In 2004, Rick Schroder wrote and directed the feature film Black Cloud, a drama about a Navajo boxer. The same year he directed and starred in the music video for “Whiskey Lullaby”, a song by Brad Paisley and Alison Krauss. Schroeder’s son and daughter also appeared in the video. In 2005 CMT Music Awards, the video won the “Collaborative Video of the Year” award, while Schroder won “Director of the Year” award.
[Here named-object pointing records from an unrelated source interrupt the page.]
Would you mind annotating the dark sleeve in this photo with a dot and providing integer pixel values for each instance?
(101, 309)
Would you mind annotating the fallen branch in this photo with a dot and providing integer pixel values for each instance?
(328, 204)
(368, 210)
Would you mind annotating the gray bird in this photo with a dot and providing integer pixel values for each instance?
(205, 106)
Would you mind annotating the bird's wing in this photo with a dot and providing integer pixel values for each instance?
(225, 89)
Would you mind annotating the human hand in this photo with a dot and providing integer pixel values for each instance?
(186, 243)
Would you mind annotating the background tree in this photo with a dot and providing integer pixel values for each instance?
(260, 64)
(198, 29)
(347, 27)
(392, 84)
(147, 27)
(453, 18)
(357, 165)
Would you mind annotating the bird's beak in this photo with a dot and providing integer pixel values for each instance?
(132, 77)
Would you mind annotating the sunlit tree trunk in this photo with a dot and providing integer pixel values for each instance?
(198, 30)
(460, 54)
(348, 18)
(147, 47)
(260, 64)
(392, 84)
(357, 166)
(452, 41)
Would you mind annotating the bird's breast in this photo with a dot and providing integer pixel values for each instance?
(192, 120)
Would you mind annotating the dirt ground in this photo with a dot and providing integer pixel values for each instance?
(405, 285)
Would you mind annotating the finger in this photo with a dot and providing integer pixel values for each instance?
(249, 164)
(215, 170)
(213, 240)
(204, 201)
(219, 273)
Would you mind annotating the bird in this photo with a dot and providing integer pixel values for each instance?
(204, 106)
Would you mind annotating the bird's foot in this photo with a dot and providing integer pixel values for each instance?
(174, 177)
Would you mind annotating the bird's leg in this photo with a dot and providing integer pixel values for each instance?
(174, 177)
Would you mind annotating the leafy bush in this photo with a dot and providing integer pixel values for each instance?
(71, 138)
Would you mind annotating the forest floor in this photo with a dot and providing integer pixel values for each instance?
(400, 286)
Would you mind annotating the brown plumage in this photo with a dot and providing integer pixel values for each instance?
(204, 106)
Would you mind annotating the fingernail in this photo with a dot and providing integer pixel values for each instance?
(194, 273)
In 2007, Schroder announced that he was changing his credit back to “Ricky” beginning with his role on 24.In an interview, he admitted that changing his name from “Ricky” to “Rick” at 18, upon prompting by his agent, was a mistake. “‘Rick’ never really fit,” he said. “I tried for 18 years to make it work, and no one wanted to call me ‘Rick’. It should always have been ‘Ricky’. That’s what it always should have been, so I’m going back to it.”
In 2009, he directed the adventure horror film Hellhounds.
Schroder guest-starred in a January 2011 episode of ABC’s No Ordinary Family.
He currently has a reality show project for the US Army.
Schroder married Andrea Bernard on September 26, 1992. Together, they have four children: Holden Richard Schroder (born January 8, 1992), Luke William Schroder (born August 1, 1993), Cambrie Schroder (born September 14, 1997), and Faith Anne Schroder (born August 8, 2001). Andrea Bernard Schroder is an interior designer and was a contestant on Season Two of Top Design on Bravo.
Politically, Schroder is a Life Member of the National Rifle Association and a Republican who supported George W. Bush in 2000 and 2004, and John McCain in 2008. He also spoke at the 2000 Republican National Convention in Philadelphia.
He is a convert to The Church of Jesus Christ of Latter-day Saints. In April 2000, he was baptized into the Church by his father-in-law.
Schroder is an active celebrity ambassador for the child abuse prevention and treatment non-profit organization Childhelp.